First, the collection. Dubbed Animal Instinct, one of the most striking features of the offer is the “kaleidoscope of geometric and experimental abstract prints – evoking the flowing forms of camouflage – and the ‘Universal Passport’ graphic” that adorn dresses and shirts and are layered under printed sheer or mesh tops “to create new harmonies of pattern”. Pattern also extends to geometric colour-block intarsia and prints on dresses and oversized sleeveless blazers.
Freedom of movement is a big theme and is “explored though flowing cap-sleeved and halter-neck gowns with thigh-high splits”. Meanwhile, mini dresses come with exaggerated fringing, frills and straps, and — like a number of other labels this season — are paired with oversized jackets to create a silhouette of contrasts.
Creative chief Riccardo Tisci has also deconstructed the brand’s trench coat and rebuilt it “in strong and striking silhouettes that experiment and play with volume”. They’re big on detail with exaggerated lapels, chain-link embellishments, sleeveless proportions and raw hems”. A “sense of fluidity” is brought to the trench and car coat through fluted and oversized sleeves on collarless and hooded shapes, plus capelets that are perforated or trimmed with leather – "reinvigorating the traditional with a twist of youthful energy”.
This deconstruction approach also extends to boxy-fit blazers reworked in sleeveless and backless cuts. Lapels are reconstructed as scarves to wrap over the shoulder and a chest plate with boned corsetry is “subversively recast in smooth leather or as a hoodie in technical neoprene with a peplum hem”.
But alongside the volume and fluidity, there’s also a figure-hugging silhouette in stretch technical materials that “underpins the looks and elevates standalone pieces”. So we see bodysuits and leggings layered with “tactile” mohair-blend capelets and animal-inspired fringing, as well as long-sleeved tops and leggings with porthole cut-outs and more chain-link details.

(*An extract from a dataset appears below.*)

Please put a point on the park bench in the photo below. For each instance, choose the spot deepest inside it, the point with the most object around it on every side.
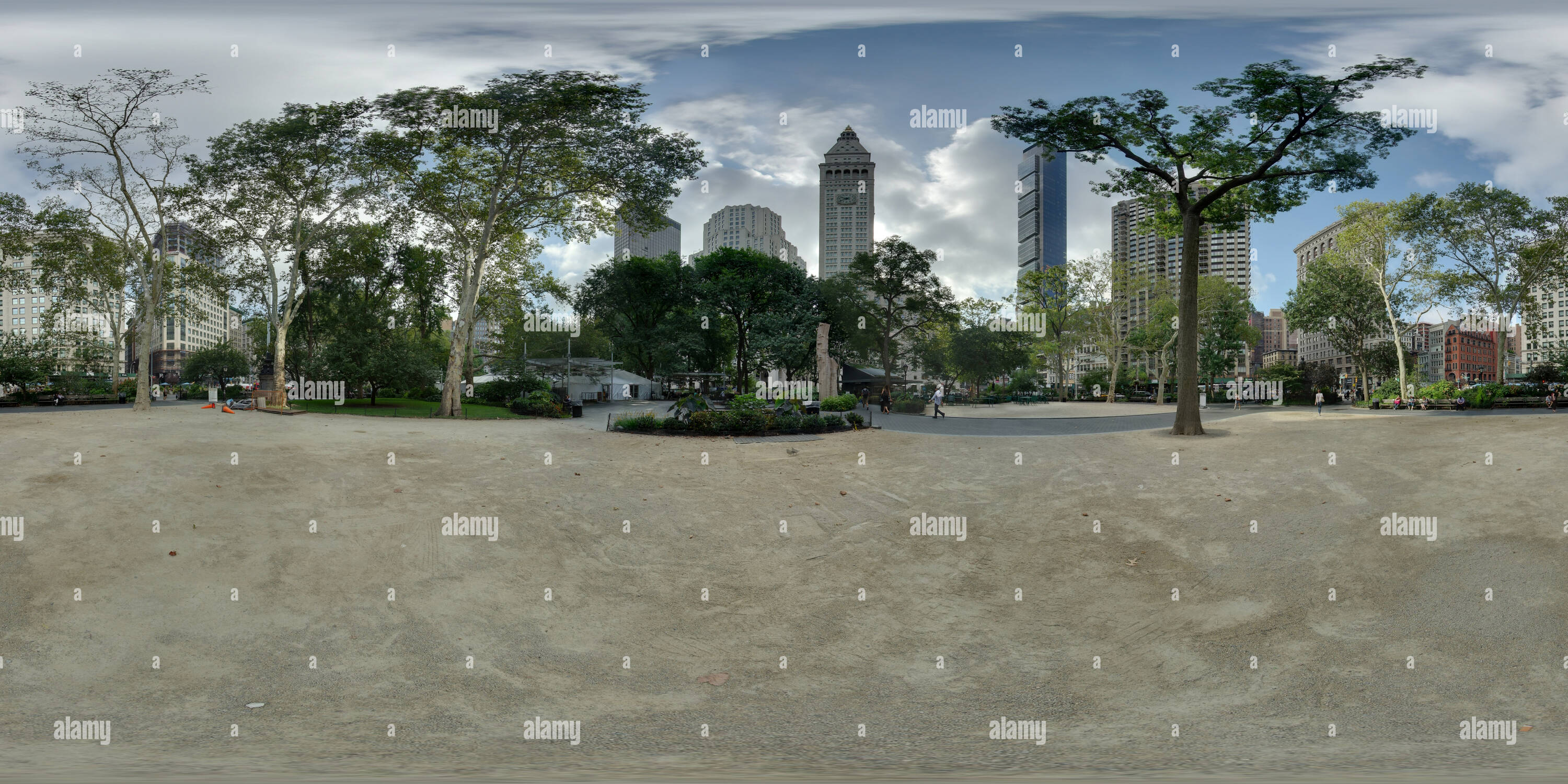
(1518, 402)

For bags, the newest piece is the Rhombi, an ellipse-shaped shoulder bag “inspired by the abstract curved prints in the collection”. The structured shape is “sculpted to the body” and features a lightly padded strap with an oversized clasp detail.
DIGITAL AND ANALYTICS
As mentioned, the company has also named its new Chief Digital and Analytics Officer with CP Duggal taking up the role on 30 September.
It’s a brand new post and Duggal will be responsible for “driving Burberry’s digital agenda and leveraging data and analytics to support the company’s strategic ambitions”. With the key role, he also joins the Executive Committee and will report directly to CEO Marco Gobbetti and his successor when the firm names a new chief executive.
Duggal joins after 20 years at American Express where he most recently led the company-wide digital and analytics organisation.
Gobbetti said he “has deep digital and data and analytics expertise and experience of operating on a global basis. His experience of accelerating digital distribution, driving customer acquisition and loyalty, creating award-winning customer website and mobile apps, leveraging AI and analytics and building and leading the Data Office function will be invaluable to Burberry in this next phase”.